# What makes hair algae grow well ?



## INXS (Apr 9, 2004)

I am curious what makes hair algae flourish at the expence of regular aquarium plants?

Is it excess NO3 without enough CO2 or is it K?
Thanks


----------



## MiamiAG (Jan 13, 2004)

IMO, algae will take hold when something interrupts the healthy growth of aquarium plants. Provided you have a well planted aquarium, an imbalance of light, CO2, or nutrients has the potential to allow algae to bloom.


----------



## OldManShiver (Mar 30, 2004)

What about phosphate?
IME, dealing with excess phosphate has almost always curbed a blossoming hair algae outbreak.

Of course, proper ratios of nutrients as well as light & CO2 are all most likely part of the equation.


----------



## MiamiAG (Jan 13, 2004)

Phosphate or phosphorus is a plant nutrient. Your plants will make use of it quickly if they are healthy and growing. 

If you have a high phosphate input (e.g., discus with frozen food additions), then it can get out of hand and create a nutrient imbalance. Nitrate and iron can also cause algae problems.


----------



## OldManShiver (Mar 30, 2004)

...which brings us back to proper ratios. If anything is limiting in plant growth requirements, algae are more likely to grab hold and use whatever is there that isn't being used by the plants due to lack of something else. In that respect, I don't think it can be narrowed down to lack or excess of any one specific thing - be it lights, CO2 or nutrients. It would seem mostly case specific. 

Since I feed mainly frozen food, this is probably why I have experienced the phosphate-algae correlation. FWIW, a while back, I started soaking my frozen food in RO water for about an hour before feeding. The health of the fish doesn't seem to be compromised in the least, and the orthophosphate present in all food is very soluble in water. I figure it can't hurt anything other than the algae I haven't had to deal with in a while. I thaw the food, let it soak, and pour it through a brine shrimp net.

I've been able to condition wild Apistos for breeding since doing this, which would lead me to believe that pre-soaking isn't removing essential nutrients to any large degree.


----------



## INXS (Apr 9, 2004)

Thanks,

Interesting, especially since the tank with the most hair algae problems is an apisto tank and I feed frozen food :idea: 

So apparantly the nutritionrich juices from the frozen food accelerate the growthrate of the algae.
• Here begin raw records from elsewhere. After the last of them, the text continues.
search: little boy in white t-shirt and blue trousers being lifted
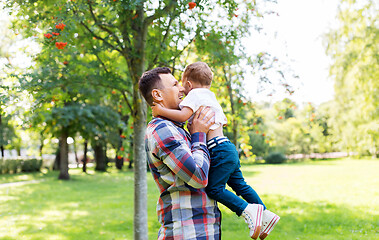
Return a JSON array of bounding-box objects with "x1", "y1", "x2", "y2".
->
[{"x1": 152, "y1": 62, "x2": 280, "y2": 239}]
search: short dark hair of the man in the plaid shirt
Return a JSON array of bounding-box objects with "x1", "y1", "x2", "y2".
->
[{"x1": 138, "y1": 67, "x2": 171, "y2": 106}]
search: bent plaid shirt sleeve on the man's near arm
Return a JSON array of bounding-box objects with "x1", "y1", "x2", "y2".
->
[{"x1": 153, "y1": 124, "x2": 209, "y2": 188}]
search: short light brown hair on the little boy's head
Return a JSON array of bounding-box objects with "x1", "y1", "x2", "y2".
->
[{"x1": 183, "y1": 62, "x2": 213, "y2": 86}]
I will try soaking the food as you mention Graham.

I have several other small tanks with a few plants in and mostly for fish. Those tanks may have limited algae growth but nothing like the medusa-infestation I am experiencing on the apisto tank.
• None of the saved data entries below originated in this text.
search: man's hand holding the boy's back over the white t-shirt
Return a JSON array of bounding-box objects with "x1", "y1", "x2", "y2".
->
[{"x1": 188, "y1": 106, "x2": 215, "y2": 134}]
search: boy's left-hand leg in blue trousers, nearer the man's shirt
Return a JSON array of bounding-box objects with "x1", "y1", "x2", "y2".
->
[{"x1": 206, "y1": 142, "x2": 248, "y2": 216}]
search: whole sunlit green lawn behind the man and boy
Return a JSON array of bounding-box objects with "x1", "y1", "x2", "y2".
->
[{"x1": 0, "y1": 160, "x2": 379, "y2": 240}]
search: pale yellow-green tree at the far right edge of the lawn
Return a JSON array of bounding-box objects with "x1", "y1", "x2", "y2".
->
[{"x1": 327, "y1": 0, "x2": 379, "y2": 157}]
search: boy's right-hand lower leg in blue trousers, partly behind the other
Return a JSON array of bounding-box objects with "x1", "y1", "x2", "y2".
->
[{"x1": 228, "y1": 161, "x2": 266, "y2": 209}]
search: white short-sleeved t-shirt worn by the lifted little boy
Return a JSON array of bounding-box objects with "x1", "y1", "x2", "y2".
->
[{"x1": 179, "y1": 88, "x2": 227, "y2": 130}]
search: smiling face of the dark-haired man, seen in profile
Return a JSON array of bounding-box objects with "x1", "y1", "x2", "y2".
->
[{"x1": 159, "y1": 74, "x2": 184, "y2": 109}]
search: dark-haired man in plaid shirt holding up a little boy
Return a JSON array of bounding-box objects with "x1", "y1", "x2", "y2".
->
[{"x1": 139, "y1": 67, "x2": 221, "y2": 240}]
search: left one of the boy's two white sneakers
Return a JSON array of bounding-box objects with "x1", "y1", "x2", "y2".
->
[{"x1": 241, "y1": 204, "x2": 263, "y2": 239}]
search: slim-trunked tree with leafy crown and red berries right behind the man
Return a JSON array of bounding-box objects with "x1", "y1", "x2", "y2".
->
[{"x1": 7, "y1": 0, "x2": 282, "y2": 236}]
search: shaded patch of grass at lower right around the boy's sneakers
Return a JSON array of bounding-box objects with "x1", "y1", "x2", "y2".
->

There is one tank which recieves more frozen food then this one and has no algae growth - a real low light tank.

This leads me to conclude that hight light and nutritionrich food which leaches into the water will lead to hairalgae.
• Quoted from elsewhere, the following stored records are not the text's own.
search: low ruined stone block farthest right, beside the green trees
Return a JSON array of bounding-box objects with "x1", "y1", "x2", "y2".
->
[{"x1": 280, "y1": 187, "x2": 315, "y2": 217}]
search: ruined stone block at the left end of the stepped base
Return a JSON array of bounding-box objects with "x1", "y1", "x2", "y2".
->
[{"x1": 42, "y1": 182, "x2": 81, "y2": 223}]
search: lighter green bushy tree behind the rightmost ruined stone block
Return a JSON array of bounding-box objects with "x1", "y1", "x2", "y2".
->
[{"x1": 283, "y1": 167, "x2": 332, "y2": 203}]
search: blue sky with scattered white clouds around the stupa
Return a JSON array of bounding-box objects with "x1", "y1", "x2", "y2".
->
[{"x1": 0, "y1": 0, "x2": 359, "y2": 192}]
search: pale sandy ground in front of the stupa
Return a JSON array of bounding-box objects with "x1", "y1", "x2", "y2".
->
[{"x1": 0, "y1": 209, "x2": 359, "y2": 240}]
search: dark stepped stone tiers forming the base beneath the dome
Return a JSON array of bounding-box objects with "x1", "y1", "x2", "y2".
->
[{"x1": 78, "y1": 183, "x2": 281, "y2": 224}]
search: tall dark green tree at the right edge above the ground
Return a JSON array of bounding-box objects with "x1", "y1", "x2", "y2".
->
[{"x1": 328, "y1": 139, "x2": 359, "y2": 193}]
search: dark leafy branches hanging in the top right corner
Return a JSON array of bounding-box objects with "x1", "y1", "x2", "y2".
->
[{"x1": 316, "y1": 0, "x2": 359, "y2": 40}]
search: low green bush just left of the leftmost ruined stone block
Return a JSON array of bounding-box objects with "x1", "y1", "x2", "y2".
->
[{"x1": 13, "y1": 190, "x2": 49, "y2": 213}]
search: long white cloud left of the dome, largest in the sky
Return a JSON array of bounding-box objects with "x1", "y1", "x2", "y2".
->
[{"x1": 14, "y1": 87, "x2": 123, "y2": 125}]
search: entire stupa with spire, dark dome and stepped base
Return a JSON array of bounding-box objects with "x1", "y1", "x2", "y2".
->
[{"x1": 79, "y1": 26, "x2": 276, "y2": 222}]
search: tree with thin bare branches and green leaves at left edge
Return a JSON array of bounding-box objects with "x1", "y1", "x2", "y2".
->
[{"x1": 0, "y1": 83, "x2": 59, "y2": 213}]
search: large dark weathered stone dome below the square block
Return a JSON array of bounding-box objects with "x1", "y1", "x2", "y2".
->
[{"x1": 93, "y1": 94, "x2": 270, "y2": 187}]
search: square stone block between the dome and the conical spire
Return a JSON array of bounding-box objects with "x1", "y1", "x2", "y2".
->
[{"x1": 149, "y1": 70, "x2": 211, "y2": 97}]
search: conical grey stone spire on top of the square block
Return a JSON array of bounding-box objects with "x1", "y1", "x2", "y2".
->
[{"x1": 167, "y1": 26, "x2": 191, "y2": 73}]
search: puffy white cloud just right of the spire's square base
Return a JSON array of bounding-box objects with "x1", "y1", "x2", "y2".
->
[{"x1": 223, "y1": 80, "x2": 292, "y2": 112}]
Of course I understand that a balance of light-nutrients-CO2 is the key but it is good to know how a variable can throw things off.
Thanks


----------



## OldManShiver (Mar 30, 2004)

I think it's more that phosphate is a component of many food preservatives. Even the seafood you buy fresh at the market is soaked in a phosphate-containing preservative solution. It's very soluble, so that's the main reason I believe you can prevent some of it from going into your tank.

If you feed food that is pre-enriched with a vitamin additive solution, soaking may remove that as well. One thing you could do is look for a vitamin supplement and soak your thawed and drained food in that for a bit. Of course, be sure it doesn't contain phosphate!  Most nutrients are in the tissue of the food, so unless the tissue itself is really damaged, I don't think nutrition is compromised to any significant degree. If it is, my fish certainly aren't showing it - fresh or marine.


----------



## OldManShiver (Mar 30, 2004)

Not to beat the horse, but one thing worth remembering through all this is that like Art said, phosphate is a major plant nutrient. Absence is no better than overabundance (maybe worse). The bottom line is that if all nutrients are available and light and CO2 are adequate, plants will tend to outcompete the algae. If things get out of whack, having too much phosphate, IME, doesn't leave you much time to get things back in order. I'd take an excess of about any other nutrient over phosphate.


----------